Max Griswold: Big Data + Small Stories = Better Policy
Diane Baldwin/RAND Corporation
What Max Griswold (cohort '18) likes best about big data are the small stories.
"Every single row in a dataset tells a story, sometimes tragic, sometimes uplifting," he explains. "When I'm working through the data, I spin the wheel and look at random lines, reading the stories they tell."
Looking at individual lines is imperative, he says. "No, you can't read them all, but you have to make sure the data extraction is valid." On a recent project examining Medicare claims data, he noticed "there was one patient who had two heart attacks and had $7 million in charges in one year. Was that accurate? It turns out it was. This was a crazy example, and you have to make sure."
Griswold has worked with big data and scalable computing for more than a decade now, and he's seen it change greatly in that time.
"My work on any big-data project these days involves running a statistical model millions of times, on sources of data so large that we wouldn't have even been able to open the dataset 10 years ago," he says.
“Every single row in a dataset tells a story, sometimes tragic, sometimes uplifting. ... You need to understand the stories, what the data looks like in terms of lived experience, to see the big picture.”

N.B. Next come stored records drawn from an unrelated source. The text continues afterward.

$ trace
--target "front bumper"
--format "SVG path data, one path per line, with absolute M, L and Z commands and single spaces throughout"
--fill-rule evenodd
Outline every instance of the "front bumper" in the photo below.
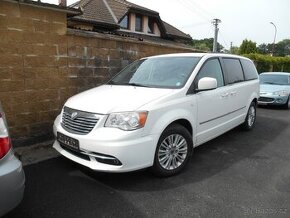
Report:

Before he began his Ph.D. studies at Pardee RAND and started working with researchers in the Center for Scalable Computing and Analysis, he was a senior research scientist at the Institute for Health Metrics and Evaluation, an independent population health research center at UW Medicine, part of the University of Washington.
Although his academic background is in economics, his role at IHME was epidemiological. "IHME has the largest longitudinal collection of health data in the world, and I would use big data every day," he said. "University of Washington had one of the first academic computing clusters in the U.S., and I did a lot of alcohol, drug, and occupational health and safety research with data from 30 years of longitudinal surveys — 50 to 70 thousand data sets per topic area — and large statistical models estimating attributable risk."

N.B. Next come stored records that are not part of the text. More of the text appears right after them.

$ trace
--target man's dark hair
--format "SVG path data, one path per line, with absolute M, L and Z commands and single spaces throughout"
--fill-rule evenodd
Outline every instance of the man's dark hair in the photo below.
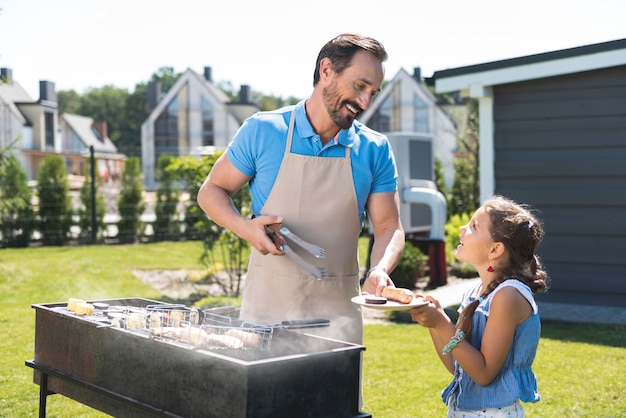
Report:
M 387 60 L 385 47 L 374 38 L 353 33 L 343 33 L 326 43 L 320 50 L 313 73 L 313 87 L 320 81 L 320 62 L 330 58 L 336 73 L 341 73 L 352 61 L 352 57 L 359 50 L 371 52 L 382 63 Z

While at IHME he coauthored more than a dozen articles published in The Lancet and JAMA documenting findings from the multidecade Global Burden of Disease Study. Topics ranged from the United Nations' health-related Sustainable Development Goals to the burden of cardiovascular and other diseases in individual countries including the United States, Brazil, and Russia.
Griswold came to Pardee RAND to grow and strengthen his analytic skills, especially — but not only — in the area of health care data analysis.
As part of Pardee RAND's On-the-Job Training requirements, Griswold is working on a range of projects that involve scalable computing both at RAND and in the cloud.
The research for which he's exploring Medicare and Medicaid claims data, for example, has a goal of determining appropriate pricing for Medicare Advantage. "We're looking at 10-20 thousand different disease codings, huge demographic datasets, and trying out machine learning models on data to determine pricing," he said. "To do this research we're using a Hadoop cluster for data extraction. We have a data use agreement with CMS, so all analysis has to be done in house at RAND."
Diane Baldwin/RAND Corporation
A different project has him analyzing geospatial data on Amazon Web Services and Amazon Cloud Services. "We're looking at the built environment's effects on determinants of crime. We have a complete census of buildings in Los Angeles, Pittsburgh, Detroit, and New Orleans, overlaid with incidents where police were called for firearms-related violent crimes. We're looking at the relationship between buildings and crime," he explained.
As with the Medicare study, he said, "Examining random subsets also helps my research. It can be really purposeful to understand the stories behind the data, even if — in this case — so many of the stories are tragic."
Griswold is in the planning stages for his dissertation, which will also involve a hefty amount of data analysis. His working title is "Mapping the Obesity Epidemic: A New Approach to Meta-Analysis," and his goal is to determine underlying causes of the epidemic. "It's a huge big-data problem. We have a lot of data," he said, "It just needs to be analyzed."
"Big data is definitely my bread and butter," he says, "but I see it as a means to an end, to improve policy. And you need to understand the stories, what the data looks like in terms of lived experience, to see the big picture."